A sudden rustling of leaves and the weight of the girl atop her vanished. There was the tremendous sound of snarling and growling and in a second Persephone lifted her head to see the two of them, the gray wolf had come out of nowhere and tackled the girl, pinning her to a tree. The girl let out a loud scream of pain that seemed to morph into a gruesome whine as she lashed out, her arms lengthening as her hands foreshortened into tremendous paws. In a second the transformation was done and the russet-haired female timber wolf had sunk her teeth into the throat of the one who had charged into her.

It was all so quickly executed that even when it was all over it took Persephone a few moments to gather what all had happened. The she-wolf managed to get a firm grip on the throat of her attacker and using her powerful jaws, she choked him until his grip on her loosened. She freed herself, bounded from the tree and landed fleetly on the ground behind her attacker. Both wolves circled each other a moment, the gray wolf taking the trouble to put himself between the female aggressor and Persephone.

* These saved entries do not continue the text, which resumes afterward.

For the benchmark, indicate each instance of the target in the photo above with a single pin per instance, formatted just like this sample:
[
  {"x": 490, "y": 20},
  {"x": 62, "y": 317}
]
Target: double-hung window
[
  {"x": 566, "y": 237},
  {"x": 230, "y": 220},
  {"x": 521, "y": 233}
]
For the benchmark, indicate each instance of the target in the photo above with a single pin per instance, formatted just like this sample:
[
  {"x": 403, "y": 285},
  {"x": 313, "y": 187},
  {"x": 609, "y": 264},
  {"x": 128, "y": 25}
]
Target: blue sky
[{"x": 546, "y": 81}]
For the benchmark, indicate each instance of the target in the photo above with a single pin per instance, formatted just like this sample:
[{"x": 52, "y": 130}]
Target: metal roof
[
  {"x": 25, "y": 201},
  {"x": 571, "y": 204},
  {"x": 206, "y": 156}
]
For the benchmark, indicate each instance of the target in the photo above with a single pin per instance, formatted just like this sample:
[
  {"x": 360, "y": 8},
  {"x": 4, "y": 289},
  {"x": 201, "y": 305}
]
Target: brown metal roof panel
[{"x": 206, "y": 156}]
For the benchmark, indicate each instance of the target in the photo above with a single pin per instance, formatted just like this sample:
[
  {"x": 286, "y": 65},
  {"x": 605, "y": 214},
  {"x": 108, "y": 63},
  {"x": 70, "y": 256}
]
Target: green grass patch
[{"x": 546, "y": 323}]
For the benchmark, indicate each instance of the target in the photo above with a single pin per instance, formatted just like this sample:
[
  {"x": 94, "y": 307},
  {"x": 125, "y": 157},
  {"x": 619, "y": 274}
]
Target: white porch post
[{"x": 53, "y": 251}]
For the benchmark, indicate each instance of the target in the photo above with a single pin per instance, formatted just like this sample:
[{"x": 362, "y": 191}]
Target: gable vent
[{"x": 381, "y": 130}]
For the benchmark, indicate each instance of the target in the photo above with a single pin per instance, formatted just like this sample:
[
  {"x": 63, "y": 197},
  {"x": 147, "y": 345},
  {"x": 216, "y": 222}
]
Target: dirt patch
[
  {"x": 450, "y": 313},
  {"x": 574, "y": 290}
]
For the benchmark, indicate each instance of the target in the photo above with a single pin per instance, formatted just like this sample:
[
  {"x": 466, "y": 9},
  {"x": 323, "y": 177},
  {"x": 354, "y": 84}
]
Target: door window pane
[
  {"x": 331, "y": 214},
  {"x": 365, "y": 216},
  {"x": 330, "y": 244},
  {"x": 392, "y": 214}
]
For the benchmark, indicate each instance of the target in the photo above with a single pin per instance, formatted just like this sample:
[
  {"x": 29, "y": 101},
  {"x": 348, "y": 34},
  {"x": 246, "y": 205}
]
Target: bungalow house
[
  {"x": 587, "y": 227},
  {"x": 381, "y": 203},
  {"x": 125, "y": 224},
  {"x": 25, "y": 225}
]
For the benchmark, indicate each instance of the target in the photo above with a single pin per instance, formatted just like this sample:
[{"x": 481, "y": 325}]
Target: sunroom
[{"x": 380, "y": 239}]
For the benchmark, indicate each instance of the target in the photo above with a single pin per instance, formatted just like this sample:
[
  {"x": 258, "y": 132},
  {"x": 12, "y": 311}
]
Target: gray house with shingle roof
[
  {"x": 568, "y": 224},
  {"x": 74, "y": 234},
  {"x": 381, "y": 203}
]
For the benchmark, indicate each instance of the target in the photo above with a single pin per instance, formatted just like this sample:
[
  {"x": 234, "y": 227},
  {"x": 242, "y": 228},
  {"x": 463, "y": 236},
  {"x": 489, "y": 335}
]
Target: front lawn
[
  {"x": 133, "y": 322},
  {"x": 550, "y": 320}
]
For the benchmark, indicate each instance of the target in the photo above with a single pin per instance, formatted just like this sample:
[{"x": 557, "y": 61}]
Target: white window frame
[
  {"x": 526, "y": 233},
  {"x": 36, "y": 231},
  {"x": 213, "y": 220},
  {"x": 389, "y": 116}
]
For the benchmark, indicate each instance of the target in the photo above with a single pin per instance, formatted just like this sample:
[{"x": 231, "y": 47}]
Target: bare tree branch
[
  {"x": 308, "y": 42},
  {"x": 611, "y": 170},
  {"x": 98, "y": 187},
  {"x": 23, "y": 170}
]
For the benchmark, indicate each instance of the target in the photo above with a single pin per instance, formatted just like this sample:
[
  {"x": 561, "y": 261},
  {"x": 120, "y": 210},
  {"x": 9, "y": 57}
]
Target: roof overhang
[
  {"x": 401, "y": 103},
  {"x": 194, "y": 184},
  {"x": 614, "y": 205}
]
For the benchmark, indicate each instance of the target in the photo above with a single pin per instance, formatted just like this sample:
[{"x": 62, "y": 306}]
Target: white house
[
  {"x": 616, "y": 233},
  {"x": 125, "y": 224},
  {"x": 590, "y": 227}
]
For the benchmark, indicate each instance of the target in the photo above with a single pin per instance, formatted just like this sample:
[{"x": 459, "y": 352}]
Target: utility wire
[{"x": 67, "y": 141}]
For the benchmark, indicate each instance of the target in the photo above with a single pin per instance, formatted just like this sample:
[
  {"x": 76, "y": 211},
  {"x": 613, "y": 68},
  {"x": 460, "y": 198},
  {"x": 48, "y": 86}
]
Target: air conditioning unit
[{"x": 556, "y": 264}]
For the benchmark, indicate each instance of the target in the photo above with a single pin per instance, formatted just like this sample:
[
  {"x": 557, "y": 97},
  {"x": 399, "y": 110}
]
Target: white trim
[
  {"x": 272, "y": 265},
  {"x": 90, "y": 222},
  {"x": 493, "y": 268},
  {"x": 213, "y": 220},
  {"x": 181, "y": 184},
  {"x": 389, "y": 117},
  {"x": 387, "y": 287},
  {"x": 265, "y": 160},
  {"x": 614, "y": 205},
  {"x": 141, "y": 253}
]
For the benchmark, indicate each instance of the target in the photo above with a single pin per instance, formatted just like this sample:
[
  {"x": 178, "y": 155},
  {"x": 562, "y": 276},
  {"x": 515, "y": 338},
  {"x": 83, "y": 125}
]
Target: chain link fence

The she-wolf lunged, but he was ready for her, snatching her out of the air and pinning her. She struggled and in a moment the violent slashing stopped. She lay still, petrified with fear as she realized it would take one quick jerk of her opponent's jaws to snap her neck. A whimpering came from the she-wolf then, and after a moment, the gray wolf removed his teeth from her exposed throat. The timber wolf leapt up and quickly departed then, her tail between her legs as she bounded away from the trail.

The gray wolf turned then to look at Persephone. She took a step back, he appeared much bigger up close. She had, up until that moment, only ever seen him in this form from a distance. "Th-thank you," she said, her voice very small.

The wolf snorted, a bit of steam coming out of his nostrils. The rain started then, little droplets hitting the ground and the leaves of the low bushes along the edge of the path. As the droplets fell onto the wolf's nose and throat, the features seemed to melt away. It was only a few instants before he stood before her, naked on the path, a rather nasty looking gash along one side of his neck.

"You're hurt." She took the cloth from the top of her basket and pressed it against the wound. He was silent, looking at her, his eyes still not entirely human.

"You carried me home last night?"

"Yes."

"Where did you put my cloak?"

"I didn't move it. It's up the trail, by the oak."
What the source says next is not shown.